Alors qu'il était possible d'inventer le présent émergent malheureusement les vieilles carcasses, les rancunes tenaces et les querelles de Brest où le perdant n'a plus qu'à se baisser pour ramasser. L'effort d'imagination n'est bon que pour alimenter le réseau et s'il faut courir en vase clos c'est à la petite semelle, ballon plongé dans l'eau de javel. Peine perdue, les chantres ressassent le passé enjolivé pour mieux oublier que le futur reste facultatif sous l'épée : Damoclès ne prend pas de vacances.
Des clameurs éclatent depuis l'arrière-scène, les fanfares annoncent, retentissantes, le retour imminent d'Europe naguère enlevée et de Brennus porté sur son bouclier retrouvé après avoir été oublié en cours de joute. Le bonheur ineffable combat pied à pied la fatalité, et cette formidable progression secouée de fièvres, d'hallucinations et de frénésies compose un tableau pour l'instant inachevé au moment où tombe ici le rideau.
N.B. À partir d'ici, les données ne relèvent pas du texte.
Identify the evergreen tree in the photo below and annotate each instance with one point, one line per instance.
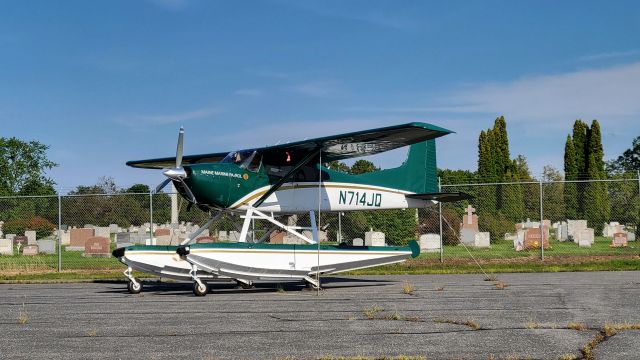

Partir sans clavier, ni écran, s'éloigner volontaire privé de maillot, de ballon, de crampons, loin du vacarme d'indignation délétère. Le vide cerne l'essentiel pour peu qu'on s'en donne le temps, l'espace et le silence. Le rideau vient de se baisser, épilogue assourdissant après trois mois de vertiges inédits, coda poussée en chœur au-delà de ce qu'il était possible d'imaginer.
Les confinés ruisselants, exhumés des couloirs de plots, peuvent dire maintenant comme Ferdinand : "Il est des jeux mêlés de travail mais le plaisir qu'ils donnent fait oublier la fatigue. Il est telle sorte d'abaissement qu'on peut supporter avec noblesse. Les plus miséreux travaux peuvent avoir un but magnifique." Laissons-les un temps mûrir à la tâche et retrouvons-nous dans l'été en laissant le hasard des routes croisées nous mener.